彼ら指導者の内面を想像することによって、軍事力や政治力、経済力のみの戦争論で語られたものとは違った様相を呈する第二次世界大戦が見えてくる。また、ヒトラー、ムッソリーニ、東条を十把一絡げに論じることの愚かさも教えてくれる。

少なくとも私にとっては新鮮な切り口の著作である。
世界大戦を必要とする構想力 ★★★★☆
人物論は従来の言われている通りだと思う。日本人のチャーチル好きについては、私も疑問であった。
世界史の潮流からみた日本が、初めて主体として参加したのが第二次世界大戦だったという視点は、さすがに著者の慧眼だと思う。
しかし、その主体がはたして戦争後の世界構想をどのように考えていたのか?
せいぜい中国東北部を勢力下に置き、さらに可能であれば東南アジアをと考えていたのか?

「大東亜戦争」は著者が言うように日本が「主体」として参加した戦いならば、
そのゴールがなんだったのかを、考えずにやむを得ず「やぶれかぶれ」で飛び込んだ戦争のように個人的には思える。
石原莞爾はその構想を持っていたのだろうか?私はそうは思えない。
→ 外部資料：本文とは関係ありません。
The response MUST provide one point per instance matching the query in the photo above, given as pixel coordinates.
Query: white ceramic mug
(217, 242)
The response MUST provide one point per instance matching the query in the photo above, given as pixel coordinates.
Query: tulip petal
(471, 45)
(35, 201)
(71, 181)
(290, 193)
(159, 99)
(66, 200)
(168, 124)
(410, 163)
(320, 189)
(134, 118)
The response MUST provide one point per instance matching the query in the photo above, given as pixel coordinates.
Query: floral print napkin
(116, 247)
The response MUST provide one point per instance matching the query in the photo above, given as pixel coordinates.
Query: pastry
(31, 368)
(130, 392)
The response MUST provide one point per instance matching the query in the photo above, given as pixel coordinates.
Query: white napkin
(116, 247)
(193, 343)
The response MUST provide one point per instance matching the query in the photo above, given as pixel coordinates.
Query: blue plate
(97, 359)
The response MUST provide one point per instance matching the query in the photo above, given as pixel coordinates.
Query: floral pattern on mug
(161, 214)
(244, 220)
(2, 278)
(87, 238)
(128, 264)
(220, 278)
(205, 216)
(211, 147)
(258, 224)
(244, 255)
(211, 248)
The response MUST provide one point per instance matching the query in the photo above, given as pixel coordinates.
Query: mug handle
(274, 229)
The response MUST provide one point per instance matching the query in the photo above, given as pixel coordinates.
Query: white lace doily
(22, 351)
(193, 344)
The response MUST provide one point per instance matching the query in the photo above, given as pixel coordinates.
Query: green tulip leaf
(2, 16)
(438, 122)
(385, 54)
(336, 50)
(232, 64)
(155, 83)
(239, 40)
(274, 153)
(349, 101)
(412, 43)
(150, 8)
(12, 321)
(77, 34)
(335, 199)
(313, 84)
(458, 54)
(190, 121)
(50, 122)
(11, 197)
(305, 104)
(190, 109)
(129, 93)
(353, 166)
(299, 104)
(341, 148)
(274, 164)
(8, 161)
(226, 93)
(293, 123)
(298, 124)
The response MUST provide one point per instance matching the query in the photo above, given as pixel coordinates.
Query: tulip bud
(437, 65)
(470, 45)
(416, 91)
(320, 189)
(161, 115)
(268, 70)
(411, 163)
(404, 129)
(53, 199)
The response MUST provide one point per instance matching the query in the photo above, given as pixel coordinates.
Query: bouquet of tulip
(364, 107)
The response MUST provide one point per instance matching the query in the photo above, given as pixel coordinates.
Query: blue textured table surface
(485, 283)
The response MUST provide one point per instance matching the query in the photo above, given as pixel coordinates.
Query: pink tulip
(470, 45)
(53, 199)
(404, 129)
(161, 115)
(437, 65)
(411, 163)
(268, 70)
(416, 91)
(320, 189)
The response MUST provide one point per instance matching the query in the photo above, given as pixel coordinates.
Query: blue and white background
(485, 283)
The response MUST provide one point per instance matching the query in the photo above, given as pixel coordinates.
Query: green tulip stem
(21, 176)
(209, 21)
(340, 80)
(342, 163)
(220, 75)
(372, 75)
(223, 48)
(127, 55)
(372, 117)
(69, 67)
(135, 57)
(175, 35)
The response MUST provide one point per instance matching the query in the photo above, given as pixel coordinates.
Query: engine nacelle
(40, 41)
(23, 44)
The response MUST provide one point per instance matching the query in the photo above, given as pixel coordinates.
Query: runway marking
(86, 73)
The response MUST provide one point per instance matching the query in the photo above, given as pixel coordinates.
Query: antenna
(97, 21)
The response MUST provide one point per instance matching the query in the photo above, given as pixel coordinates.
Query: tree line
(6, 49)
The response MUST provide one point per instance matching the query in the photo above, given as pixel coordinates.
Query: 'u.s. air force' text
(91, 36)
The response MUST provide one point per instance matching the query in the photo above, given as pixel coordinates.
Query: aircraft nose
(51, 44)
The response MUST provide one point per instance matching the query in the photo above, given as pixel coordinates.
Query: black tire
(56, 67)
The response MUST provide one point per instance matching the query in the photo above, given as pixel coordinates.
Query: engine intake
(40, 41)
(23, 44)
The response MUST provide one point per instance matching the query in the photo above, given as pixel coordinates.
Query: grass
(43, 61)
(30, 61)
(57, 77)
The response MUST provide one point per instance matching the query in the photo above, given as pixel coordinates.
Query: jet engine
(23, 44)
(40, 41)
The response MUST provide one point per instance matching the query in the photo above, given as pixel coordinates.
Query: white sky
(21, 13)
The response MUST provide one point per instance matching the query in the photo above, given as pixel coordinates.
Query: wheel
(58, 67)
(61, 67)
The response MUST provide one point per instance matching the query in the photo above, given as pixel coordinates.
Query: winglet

彼の世界最終戦争論は、
私には出来の悪いSF小説としか思えない。
そして、石原以外の政治家(軍人でも)が石原程度の構想力を持っていたのかは、残念ながら否としか言いようがない。
近衛文麿にも東条英機にもそんなものはなかった。
よくアメリカの物量に敗れたという意見を聞くが、著者の言を借りれば、「ルーズベルトの構想力」に負けたといえるのではないか。
そして、主たる戦争目的を持てないまま戦い続け、戦略もなければ戦術もなく、なすすべもなく、「バンザイ・アタック」「航空機特攻」「大和の海上特攻」と作戦ともいえないような、
ただの人命損耗を続けてしまったとしか思えない。
著者の世界史の大きな潮流から日本を、世界を見る視点については、今の「識者」と呼ばれる人々にはないものであろう。